Il sogno spezzato di Nibali, la grandeur vera di Thomas e finta di ASO
Per Vincenzo Nibali il Tour s'è spezzato a metà, alla 12-esima tappa: frattura composta alla decima vertebra toracica nella caduta , ai -4 km dalla cima dell'Alpe d'Huez, provocata forse dalla tracollla di una macchina fotografica e non da una moto della Gendarmerie, come invece detto in un primo momento dallo stesso Nibali.
Doveva essere, l'ultima del trittico alpino, la frazione regina. Quella che avrebbe sconvolto la classifica. E lo è stata, ma per la forzosa rinuncia a uno dei favoriti per il podio di Parigi.
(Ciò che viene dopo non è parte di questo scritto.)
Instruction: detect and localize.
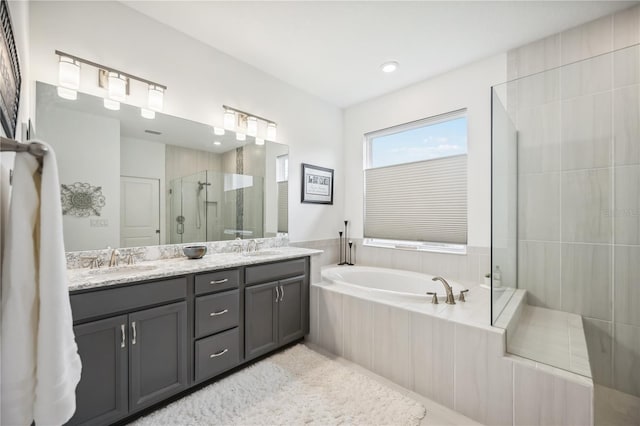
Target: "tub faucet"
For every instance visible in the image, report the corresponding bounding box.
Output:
[431,277,456,305]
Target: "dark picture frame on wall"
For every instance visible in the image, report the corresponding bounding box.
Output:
[300,163,333,204]
[0,0,22,138]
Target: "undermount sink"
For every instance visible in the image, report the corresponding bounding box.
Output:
[86,265,157,275]
[244,250,282,257]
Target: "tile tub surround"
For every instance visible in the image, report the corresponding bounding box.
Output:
[309,282,593,425]
[67,247,322,291]
[66,236,289,269]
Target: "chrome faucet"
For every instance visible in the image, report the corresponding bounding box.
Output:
[431,277,456,305]
[109,249,120,268]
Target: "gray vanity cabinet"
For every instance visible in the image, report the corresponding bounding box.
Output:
[245,258,309,360]
[68,315,129,425]
[129,302,188,412]
[244,281,280,359]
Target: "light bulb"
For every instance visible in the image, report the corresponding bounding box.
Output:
[58,87,78,101]
[140,108,156,120]
[147,84,164,112]
[104,98,120,111]
[247,117,258,136]
[108,71,127,102]
[58,56,80,90]
[267,123,278,142]
[224,110,236,130]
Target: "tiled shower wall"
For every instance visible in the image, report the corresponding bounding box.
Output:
[507,6,640,396]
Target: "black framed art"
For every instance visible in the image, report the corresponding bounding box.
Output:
[0,0,21,138]
[300,163,333,204]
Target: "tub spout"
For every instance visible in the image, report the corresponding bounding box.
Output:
[431,277,456,305]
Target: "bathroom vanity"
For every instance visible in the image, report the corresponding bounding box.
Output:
[69,249,311,425]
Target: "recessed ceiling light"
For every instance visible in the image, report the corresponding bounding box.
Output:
[380,61,398,73]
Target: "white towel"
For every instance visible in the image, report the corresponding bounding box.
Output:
[1,141,81,426]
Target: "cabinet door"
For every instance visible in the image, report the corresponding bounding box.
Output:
[129,302,187,412]
[278,276,306,345]
[68,315,129,425]
[244,282,279,359]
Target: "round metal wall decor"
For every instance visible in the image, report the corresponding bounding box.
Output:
[60,182,106,217]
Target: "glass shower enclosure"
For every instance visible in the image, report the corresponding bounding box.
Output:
[491,45,640,396]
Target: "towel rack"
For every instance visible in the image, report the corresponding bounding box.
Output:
[0,136,49,158]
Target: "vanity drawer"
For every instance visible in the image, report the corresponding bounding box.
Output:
[195,328,240,382]
[244,258,307,285]
[69,277,187,322]
[196,290,240,338]
[196,269,240,294]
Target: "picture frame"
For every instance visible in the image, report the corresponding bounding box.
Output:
[300,163,333,204]
[0,0,22,138]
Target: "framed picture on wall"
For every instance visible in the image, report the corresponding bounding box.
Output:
[0,0,21,138]
[300,163,333,204]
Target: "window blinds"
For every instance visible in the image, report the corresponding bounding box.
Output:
[278,180,289,232]
[364,155,467,244]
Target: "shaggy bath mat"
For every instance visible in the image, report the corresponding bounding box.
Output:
[134,345,426,426]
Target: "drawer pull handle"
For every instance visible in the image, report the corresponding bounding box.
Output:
[209,349,229,358]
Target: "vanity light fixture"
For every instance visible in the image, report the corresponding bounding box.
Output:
[140,108,156,120]
[104,98,120,111]
[147,84,164,112]
[107,71,128,102]
[222,105,277,144]
[380,61,398,74]
[267,123,278,142]
[224,109,236,131]
[55,50,167,111]
[247,116,258,136]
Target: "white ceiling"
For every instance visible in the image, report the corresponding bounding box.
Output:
[124,1,638,107]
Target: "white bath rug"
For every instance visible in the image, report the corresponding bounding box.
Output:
[134,345,426,426]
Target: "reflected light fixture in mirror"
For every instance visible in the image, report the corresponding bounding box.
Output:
[140,108,156,120]
[267,123,278,142]
[224,110,236,130]
[147,84,164,112]
[104,98,120,111]
[105,71,127,102]
[247,117,258,136]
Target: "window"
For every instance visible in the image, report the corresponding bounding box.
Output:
[364,110,467,253]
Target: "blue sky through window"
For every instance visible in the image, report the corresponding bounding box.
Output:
[369,117,467,168]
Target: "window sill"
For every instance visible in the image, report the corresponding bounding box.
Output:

Per colpa di un'organizzazione che per il proprio gigantismo fagocita se stessa.
E non sa trovare un elicottero per non far percorrere in ambulanza, al vincitore del 2014, i 63 km di sobbalzi fino all'ospedale di Grenoble per un referto che la smorfia dello Squalo faceva presagire anche prima dell'esito clinico; e nonostante fosse riuscito a tagliare il traguardo con un ritardo di soli 13".
Grazie anche al - PRESUNTO e tutto da provare - fair play di Thomas, Froome e Dumoulin e certo non di Bardet, né - e questa è una certezza - della giuria, che ha poi rigettato l'istanza di neutralizzazione derubricando la caduta a "incidente di corsa".
Mai, in trenta ascese al Tour, un britannico aveva domato la "montagna degli olandesi", così chiamata per il loro record di successi (otto, l'ultimo di Theunisse nell'89) e il coloratissimo tifo arancione, da "curva", su uno di quei 21 tornanti in 14 km all'8,1% di pendenza media entrati nel mito.
Ha vinto, Mister G, se possibile in maniera ancora più perentoria rispetto a la Rosiere: sprintando ai 40 orari (quaranta!) su Dumoulin, Bardet e Froome in un finale incandescente quanto i fumogeni, ormai purtroppo sdoganati anche negli stadi a cielo aperto del ciclismo.
Perfetta metafora dei tempi: troppo fumo e niente arrosto.